Recently, Blackberry Limited disclosed that it had entered into an agreement to fully acquire AI and Cybersecurity leader Cylance for a staggering $1.4 billion in cash.
Although there are pending legal approvals among other closing conditions, the transaction is anticipated to close before the end of the current BlackBerry’s fiscal year.
“Cylance’s leadership in artificial intelligence and cybersecurity will immediately complement our entire portfolio, UEM, and QNX in particular. We are very excited to onboard their team and leverage our newly combined expertise,” said John Chen, Executive Chairman and CEO of BlackBerry. “We believe adding Cylance’s capabilities to our trusted advantages in privacy, secure mobility, and embedded systems will make BlackBerry Spark indispensable to realizing the Enterprise of Things.”
In its latest Internet of Things Backbone study, Gartner revealed that security was identified as the leading impediment to the success of IoT (35%), with privacy concerns (25%) as well as potential liabilities and risks (25%) also featuring in the top five list.
Cylance is a pioneer when it comes to applying machine learning, algorithmic science, and artificial intelligence to cybersecurity software that has proven its ability to forecast and prevent both unknown and known threats, particularly to fixed endpoints.
This rapidly growing company has become a market leader with a lightweight and advanced agent that operates both offline and online, resides on the endpoint, and requires limited power and memory to function.
Established back in 2012, Cylance is known for generating recurring revenue from more than 3,500 active customers including over 20% of the Fortune 500.
Cylance also has ongoing business in both federal and state government agencies and is expected to stay as an independent enterprise unit within smartphone pioneer BlackBerry.
“Our highly skilled cybersecurity workforce and market leadership in next-generation endpoint solutions will be a perfect fit within BlackBerry where our customers, teams, and technologies will gain immediate benefits from BlackBerry’s global reach,” said Stuart McClure, Co-Founder, Chairman, and CEO of Cylance. “We are eager to leverage BlackBerry’s mobility and security strengths to adapt our advanced AI technology to deliver a single platform.”
BlackBerry has made some other security acquisitions in the recent past.
However, none of them is comparable to the Cylance acquisition deal.
Standing at more than $1 billion, the deal is astonishingly huge.
The acquisition also shows the possibility of BlackBerry moving away from its own devices, which still fortify several of the firm’s current business security deals.
The purchase of Cylance, which boasts a security consulting business, may help BlackBerry in gaining an increased reach in the field of cybersecurity advisory services.

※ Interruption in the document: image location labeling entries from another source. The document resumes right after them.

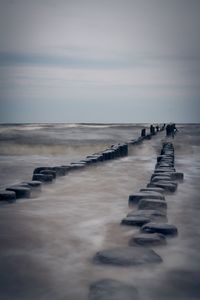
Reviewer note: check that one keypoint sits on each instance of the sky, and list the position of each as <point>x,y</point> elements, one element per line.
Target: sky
<point>115,61</point>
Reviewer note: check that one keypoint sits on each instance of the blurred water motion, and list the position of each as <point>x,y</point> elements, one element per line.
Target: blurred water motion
<point>47,243</point>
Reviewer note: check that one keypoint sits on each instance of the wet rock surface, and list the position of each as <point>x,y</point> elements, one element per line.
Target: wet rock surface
<point>156,215</point>
<point>166,185</point>
<point>153,189</point>
<point>148,239</point>
<point>109,289</point>
<point>20,191</point>
<point>7,196</point>
<point>135,220</point>
<point>127,256</point>
<point>152,204</point>
<point>135,198</point>
<point>163,228</point>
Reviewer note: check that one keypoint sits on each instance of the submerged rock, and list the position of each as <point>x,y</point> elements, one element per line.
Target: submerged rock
<point>135,198</point>
<point>7,196</point>
<point>168,186</point>
<point>109,289</point>
<point>153,189</point>
<point>152,204</point>
<point>153,215</point>
<point>42,177</point>
<point>127,256</point>
<point>146,239</point>
<point>135,220</point>
<point>20,191</point>
<point>163,228</point>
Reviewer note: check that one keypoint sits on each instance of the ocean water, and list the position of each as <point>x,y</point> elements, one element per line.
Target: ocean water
<point>47,243</point>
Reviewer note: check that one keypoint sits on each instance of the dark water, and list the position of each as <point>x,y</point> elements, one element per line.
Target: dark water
<point>47,243</point>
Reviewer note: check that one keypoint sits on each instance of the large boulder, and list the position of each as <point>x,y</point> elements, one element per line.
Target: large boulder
<point>135,220</point>
<point>127,256</point>
<point>42,177</point>
<point>153,189</point>
<point>153,215</point>
<point>7,196</point>
<point>163,228</point>
<point>168,186</point>
<point>135,198</point>
<point>148,239</point>
<point>20,191</point>
<point>152,204</point>
<point>109,289</point>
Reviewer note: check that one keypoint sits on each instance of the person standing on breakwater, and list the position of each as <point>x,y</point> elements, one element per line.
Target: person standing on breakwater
<point>152,130</point>
<point>171,129</point>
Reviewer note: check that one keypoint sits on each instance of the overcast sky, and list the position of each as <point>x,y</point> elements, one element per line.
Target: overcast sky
<point>99,60</point>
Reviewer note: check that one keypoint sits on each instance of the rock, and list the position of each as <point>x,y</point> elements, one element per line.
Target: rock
<point>152,204</point>
<point>60,170</point>
<point>177,176</point>
<point>163,228</point>
<point>153,215</point>
<point>20,191</point>
<point>109,289</point>
<point>153,189</point>
<point>7,196</point>
<point>33,184</point>
<point>42,178</point>
<point>135,220</point>
<point>49,172</point>
<point>39,169</point>
<point>77,166</point>
<point>161,177</point>
<point>135,198</point>
<point>127,256</point>
<point>164,170</point>
<point>148,239</point>
<point>168,186</point>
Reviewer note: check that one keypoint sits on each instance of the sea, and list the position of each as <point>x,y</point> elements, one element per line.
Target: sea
<point>47,243</point>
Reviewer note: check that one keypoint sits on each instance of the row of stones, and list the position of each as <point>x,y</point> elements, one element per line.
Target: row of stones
<point>46,175</point>
<point>151,217</point>
<point>43,175</point>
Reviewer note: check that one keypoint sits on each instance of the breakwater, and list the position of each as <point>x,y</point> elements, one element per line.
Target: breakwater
<point>48,174</point>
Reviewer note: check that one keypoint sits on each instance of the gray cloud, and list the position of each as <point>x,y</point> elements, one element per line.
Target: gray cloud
<point>133,50</point>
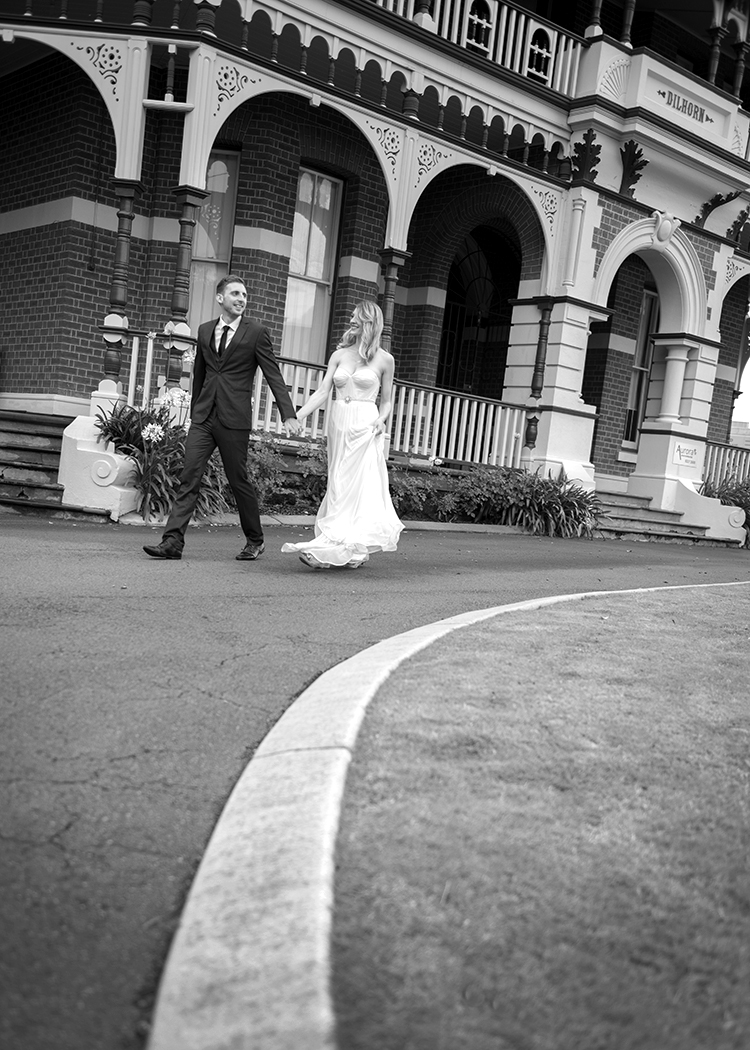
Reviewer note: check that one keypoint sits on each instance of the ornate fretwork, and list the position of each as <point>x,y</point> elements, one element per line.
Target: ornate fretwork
<point>735,230</point>
<point>230,81</point>
<point>107,60</point>
<point>548,202</point>
<point>585,156</point>
<point>633,163</point>
<point>613,82</point>
<point>716,201</point>
<point>428,156</point>
<point>734,268</point>
<point>737,145</point>
<point>390,142</point>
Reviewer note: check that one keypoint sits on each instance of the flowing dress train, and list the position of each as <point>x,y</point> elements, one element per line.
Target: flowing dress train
<point>356,517</point>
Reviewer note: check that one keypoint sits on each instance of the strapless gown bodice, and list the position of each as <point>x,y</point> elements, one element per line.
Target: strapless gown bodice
<point>360,385</point>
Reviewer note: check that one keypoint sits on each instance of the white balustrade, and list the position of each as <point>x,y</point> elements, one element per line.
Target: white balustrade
<point>506,35</point>
<point>425,422</point>
<point>724,462</point>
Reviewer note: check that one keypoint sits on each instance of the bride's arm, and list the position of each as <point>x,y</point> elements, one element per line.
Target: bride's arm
<point>320,395</point>
<point>386,394</point>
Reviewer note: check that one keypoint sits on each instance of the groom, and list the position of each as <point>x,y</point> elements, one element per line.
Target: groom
<point>228,352</point>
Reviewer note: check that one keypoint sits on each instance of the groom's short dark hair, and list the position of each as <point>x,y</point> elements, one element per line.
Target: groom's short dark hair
<point>231,278</point>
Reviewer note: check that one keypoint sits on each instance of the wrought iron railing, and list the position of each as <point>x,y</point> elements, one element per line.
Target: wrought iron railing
<point>425,421</point>
<point>724,462</point>
<point>505,35</point>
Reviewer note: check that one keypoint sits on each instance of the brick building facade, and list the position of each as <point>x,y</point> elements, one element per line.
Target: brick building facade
<point>514,221</point>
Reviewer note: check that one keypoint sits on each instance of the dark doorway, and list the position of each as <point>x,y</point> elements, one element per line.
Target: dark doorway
<point>483,277</point>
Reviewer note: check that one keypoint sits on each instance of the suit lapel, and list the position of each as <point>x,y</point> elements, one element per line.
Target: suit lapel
<point>236,339</point>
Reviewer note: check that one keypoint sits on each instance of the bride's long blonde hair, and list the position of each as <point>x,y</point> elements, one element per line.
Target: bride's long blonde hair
<point>370,317</point>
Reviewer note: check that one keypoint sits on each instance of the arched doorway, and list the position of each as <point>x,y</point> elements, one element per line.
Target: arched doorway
<point>482,279</point>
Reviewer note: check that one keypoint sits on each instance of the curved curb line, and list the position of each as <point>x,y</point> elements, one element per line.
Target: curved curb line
<point>249,965</point>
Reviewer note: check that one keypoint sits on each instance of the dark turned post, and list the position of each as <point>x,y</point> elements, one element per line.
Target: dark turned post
<point>190,201</point>
<point>717,33</point>
<point>628,12</point>
<point>126,190</point>
<point>742,50</point>
<point>142,12</point>
<point>393,260</point>
<point>540,361</point>
<point>596,20</point>
<point>206,18</point>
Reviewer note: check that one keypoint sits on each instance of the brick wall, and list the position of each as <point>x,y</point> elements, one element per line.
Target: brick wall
<point>732,327</point>
<point>61,145</point>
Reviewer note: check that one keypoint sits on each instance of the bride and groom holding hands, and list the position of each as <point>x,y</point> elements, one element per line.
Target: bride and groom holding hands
<point>356,517</point>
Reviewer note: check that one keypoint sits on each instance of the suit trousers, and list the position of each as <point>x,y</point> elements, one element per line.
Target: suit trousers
<point>202,440</point>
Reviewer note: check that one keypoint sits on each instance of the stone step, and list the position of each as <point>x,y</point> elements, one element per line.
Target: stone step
<point>16,456</point>
<point>44,508</point>
<point>28,475</point>
<point>46,492</point>
<point>669,519</point>
<point>24,439</point>
<point>664,536</point>
<point>623,499</point>
<point>36,423</point>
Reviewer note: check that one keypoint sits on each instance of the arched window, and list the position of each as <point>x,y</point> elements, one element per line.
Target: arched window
<point>479,28</point>
<point>539,57</point>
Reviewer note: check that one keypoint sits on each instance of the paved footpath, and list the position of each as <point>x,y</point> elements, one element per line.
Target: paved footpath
<point>133,694</point>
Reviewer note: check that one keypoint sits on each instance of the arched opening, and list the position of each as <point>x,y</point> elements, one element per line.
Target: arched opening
<point>620,366</point>
<point>482,279</point>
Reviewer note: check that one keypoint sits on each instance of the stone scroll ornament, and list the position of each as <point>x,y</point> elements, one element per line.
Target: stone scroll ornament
<point>715,202</point>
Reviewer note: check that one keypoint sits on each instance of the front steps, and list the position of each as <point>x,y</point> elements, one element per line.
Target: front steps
<point>631,518</point>
<point>29,460</point>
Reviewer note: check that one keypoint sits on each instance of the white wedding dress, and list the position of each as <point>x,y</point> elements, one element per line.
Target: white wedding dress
<point>356,517</point>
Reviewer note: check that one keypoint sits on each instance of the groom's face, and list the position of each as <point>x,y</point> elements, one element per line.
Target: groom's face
<point>233,299</point>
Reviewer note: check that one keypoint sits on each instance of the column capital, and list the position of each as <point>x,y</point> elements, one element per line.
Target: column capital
<point>127,187</point>
<point>190,194</point>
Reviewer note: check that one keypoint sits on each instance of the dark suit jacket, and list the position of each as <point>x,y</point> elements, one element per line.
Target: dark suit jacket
<point>227,383</point>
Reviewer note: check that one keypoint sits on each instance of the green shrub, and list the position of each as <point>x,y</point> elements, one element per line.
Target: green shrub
<point>267,471</point>
<point>732,494</point>
<point>508,496</point>
<point>157,446</point>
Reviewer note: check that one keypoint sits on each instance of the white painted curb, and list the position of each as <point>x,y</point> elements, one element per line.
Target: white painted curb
<point>249,966</point>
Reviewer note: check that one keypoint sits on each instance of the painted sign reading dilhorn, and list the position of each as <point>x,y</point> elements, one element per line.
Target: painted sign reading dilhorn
<point>685,455</point>
<point>686,107</point>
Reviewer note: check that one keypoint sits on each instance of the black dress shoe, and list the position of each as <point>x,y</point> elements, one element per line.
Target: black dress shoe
<point>250,551</point>
<point>164,550</point>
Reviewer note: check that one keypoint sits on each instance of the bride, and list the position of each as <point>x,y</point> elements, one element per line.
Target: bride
<point>356,517</point>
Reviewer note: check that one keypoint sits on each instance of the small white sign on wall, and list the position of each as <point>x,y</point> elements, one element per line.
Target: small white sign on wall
<point>685,455</point>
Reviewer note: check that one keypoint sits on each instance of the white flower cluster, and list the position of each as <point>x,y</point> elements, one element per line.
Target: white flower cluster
<point>152,432</point>
<point>176,395</point>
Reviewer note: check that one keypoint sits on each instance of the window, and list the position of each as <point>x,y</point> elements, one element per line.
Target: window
<point>311,268</point>
<point>539,57</point>
<point>641,369</point>
<point>212,237</point>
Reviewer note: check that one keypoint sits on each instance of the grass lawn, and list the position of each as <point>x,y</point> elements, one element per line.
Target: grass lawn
<point>545,840</point>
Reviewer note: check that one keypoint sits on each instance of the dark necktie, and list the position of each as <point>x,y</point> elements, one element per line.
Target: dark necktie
<point>223,340</point>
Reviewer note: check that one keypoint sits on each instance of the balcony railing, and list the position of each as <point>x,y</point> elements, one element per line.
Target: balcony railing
<point>503,34</point>
<point>724,462</point>
<point>425,422</point>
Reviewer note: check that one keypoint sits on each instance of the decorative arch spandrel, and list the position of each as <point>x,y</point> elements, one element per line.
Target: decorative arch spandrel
<point>119,69</point>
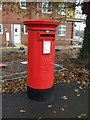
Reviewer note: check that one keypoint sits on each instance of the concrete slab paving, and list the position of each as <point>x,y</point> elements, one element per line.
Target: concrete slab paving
<point>17,105</point>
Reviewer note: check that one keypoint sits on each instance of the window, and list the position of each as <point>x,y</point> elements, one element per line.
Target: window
<point>61,30</point>
<point>46,7</point>
<point>23,4</point>
<point>0,5</point>
<point>25,29</point>
<point>62,9</point>
<point>1,29</point>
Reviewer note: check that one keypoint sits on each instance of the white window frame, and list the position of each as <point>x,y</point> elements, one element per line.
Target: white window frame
<point>21,4</point>
<point>62,10</point>
<point>46,9</point>
<point>0,6</point>
<point>61,29</point>
<point>25,30</point>
<point>1,29</point>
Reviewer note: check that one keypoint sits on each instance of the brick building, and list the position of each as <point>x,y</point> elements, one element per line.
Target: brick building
<point>14,32</point>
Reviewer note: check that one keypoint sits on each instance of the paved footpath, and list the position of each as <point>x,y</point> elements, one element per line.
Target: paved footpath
<point>66,103</point>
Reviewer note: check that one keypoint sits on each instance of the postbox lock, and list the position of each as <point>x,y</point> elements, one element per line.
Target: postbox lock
<point>47,31</point>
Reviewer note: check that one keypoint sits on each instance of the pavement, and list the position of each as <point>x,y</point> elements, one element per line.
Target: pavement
<point>65,103</point>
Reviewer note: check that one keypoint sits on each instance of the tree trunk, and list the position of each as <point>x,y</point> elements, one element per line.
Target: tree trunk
<point>85,50</point>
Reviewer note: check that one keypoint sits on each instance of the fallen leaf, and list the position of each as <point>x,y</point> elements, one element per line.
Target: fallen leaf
<point>65,105</point>
<point>68,81</point>
<point>49,106</point>
<point>64,97</point>
<point>79,116</point>
<point>39,118</point>
<point>78,94</point>
<point>62,109</point>
<point>22,111</point>
<point>80,87</point>
<point>83,115</point>
<point>76,90</point>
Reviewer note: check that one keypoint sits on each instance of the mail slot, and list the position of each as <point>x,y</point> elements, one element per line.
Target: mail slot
<point>41,53</point>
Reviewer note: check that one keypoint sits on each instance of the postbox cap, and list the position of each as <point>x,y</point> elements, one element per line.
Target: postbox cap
<point>41,21</point>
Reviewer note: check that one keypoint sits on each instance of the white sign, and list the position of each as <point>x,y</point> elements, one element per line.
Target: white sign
<point>46,46</point>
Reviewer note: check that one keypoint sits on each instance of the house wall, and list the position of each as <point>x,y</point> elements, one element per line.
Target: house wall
<point>15,18</point>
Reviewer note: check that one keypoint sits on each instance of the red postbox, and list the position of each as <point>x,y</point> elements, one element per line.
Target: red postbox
<point>41,53</point>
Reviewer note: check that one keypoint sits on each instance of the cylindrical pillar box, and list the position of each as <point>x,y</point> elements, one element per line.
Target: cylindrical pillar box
<point>41,53</point>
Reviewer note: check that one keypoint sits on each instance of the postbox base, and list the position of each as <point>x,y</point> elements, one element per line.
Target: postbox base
<point>40,94</point>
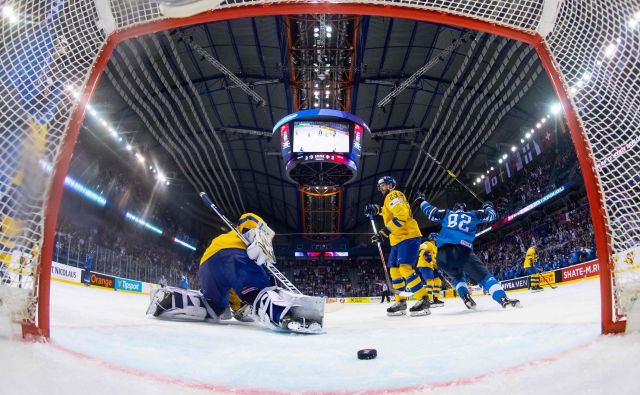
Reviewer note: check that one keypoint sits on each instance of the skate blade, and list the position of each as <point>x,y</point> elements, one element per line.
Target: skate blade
<point>397,313</point>
<point>513,306</point>
<point>420,313</point>
<point>313,328</point>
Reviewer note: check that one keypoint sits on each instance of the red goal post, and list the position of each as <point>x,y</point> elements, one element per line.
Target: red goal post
<point>562,32</point>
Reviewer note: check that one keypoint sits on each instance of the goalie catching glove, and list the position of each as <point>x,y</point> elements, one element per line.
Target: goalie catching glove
<point>381,236</point>
<point>259,248</point>
<point>372,209</point>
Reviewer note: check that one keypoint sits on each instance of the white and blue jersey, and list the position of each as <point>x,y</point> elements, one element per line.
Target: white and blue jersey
<point>458,227</point>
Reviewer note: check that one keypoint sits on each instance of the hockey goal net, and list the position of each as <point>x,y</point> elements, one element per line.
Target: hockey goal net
<point>52,53</point>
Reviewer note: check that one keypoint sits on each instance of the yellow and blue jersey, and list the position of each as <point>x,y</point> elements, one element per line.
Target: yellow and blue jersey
<point>427,256</point>
<point>230,239</point>
<point>396,213</point>
<point>530,258</point>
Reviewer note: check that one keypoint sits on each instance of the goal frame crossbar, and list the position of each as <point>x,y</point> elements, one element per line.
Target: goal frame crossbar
<point>611,323</point>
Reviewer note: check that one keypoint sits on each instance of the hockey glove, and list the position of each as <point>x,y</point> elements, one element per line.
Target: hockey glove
<point>419,198</point>
<point>371,209</point>
<point>257,253</point>
<point>381,236</point>
<point>427,257</point>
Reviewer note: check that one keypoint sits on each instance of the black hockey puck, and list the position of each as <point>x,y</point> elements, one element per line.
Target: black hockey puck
<point>367,353</point>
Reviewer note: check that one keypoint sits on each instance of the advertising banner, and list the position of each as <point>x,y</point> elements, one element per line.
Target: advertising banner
<point>516,283</point>
<point>547,278</point>
<point>583,270</point>
<point>65,272</point>
<point>365,299</point>
<point>128,285</point>
<point>101,280</point>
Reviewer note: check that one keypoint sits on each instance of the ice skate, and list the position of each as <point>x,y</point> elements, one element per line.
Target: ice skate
<point>398,308</point>
<point>437,303</point>
<point>469,302</point>
<point>505,302</point>
<point>420,308</point>
<point>300,325</point>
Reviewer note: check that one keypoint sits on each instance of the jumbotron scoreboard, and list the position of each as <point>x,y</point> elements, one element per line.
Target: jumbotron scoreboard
<point>321,147</point>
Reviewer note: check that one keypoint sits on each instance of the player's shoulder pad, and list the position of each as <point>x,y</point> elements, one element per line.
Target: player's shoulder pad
<point>396,194</point>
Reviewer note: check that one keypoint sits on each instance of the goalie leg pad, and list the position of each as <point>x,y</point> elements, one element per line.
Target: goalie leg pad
<point>181,304</point>
<point>279,309</point>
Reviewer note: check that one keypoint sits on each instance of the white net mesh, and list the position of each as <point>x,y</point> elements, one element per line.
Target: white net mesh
<point>49,45</point>
<point>596,45</point>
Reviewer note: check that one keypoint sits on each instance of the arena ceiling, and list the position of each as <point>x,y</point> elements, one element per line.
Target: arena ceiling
<point>207,133</point>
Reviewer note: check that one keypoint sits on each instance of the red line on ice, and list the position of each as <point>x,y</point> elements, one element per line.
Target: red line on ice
<point>254,391</point>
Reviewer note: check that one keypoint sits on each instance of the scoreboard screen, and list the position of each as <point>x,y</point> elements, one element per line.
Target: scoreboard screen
<point>320,136</point>
<point>312,139</point>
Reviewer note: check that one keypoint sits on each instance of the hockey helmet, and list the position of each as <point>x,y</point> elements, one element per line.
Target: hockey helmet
<point>460,206</point>
<point>387,180</point>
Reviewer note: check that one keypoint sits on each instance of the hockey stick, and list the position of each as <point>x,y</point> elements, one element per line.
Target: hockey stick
<point>384,265</point>
<point>547,281</point>
<point>452,174</point>
<point>270,267</point>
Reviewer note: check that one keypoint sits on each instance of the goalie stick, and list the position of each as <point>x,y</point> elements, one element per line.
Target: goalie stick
<point>384,265</point>
<point>270,267</point>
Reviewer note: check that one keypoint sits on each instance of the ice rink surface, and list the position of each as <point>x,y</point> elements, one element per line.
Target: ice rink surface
<point>102,343</point>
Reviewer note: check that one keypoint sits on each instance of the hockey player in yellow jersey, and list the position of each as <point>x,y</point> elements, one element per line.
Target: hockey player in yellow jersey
<point>232,275</point>
<point>428,269</point>
<point>530,268</point>
<point>402,231</point>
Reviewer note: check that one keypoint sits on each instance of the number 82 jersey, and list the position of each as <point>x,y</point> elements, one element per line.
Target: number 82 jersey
<point>458,227</point>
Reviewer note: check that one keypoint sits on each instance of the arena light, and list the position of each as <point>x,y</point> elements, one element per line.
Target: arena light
<point>142,222</point>
<point>189,246</point>
<point>84,191</point>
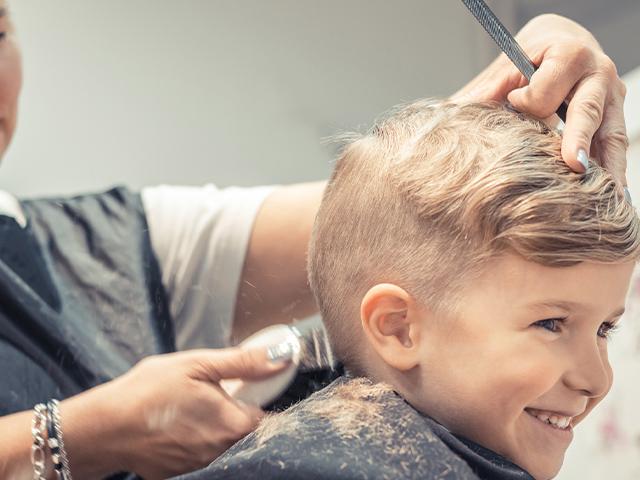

In 2017, the company purchased Encription, a UK-based security consulting company.
BlackBerry has in the recent years pulled away resources from its smartphone enterprise, leading to a halt in its in-house manufacturing of handheld keyboard-and-screen in 2016.
Later the company channeled its focus to business security software, chip-level security products intended for “endpoints” such as iOS and Android smartphones.
It is normal for a non-security firm known for some cybersecurity aspect to try and grow its enterprise in this lucrative space.
However, BlackBerry prides itself on being among the first firms to make a complete and sharp turn into a consulting and software cybersecurity enterprise from its hardware background.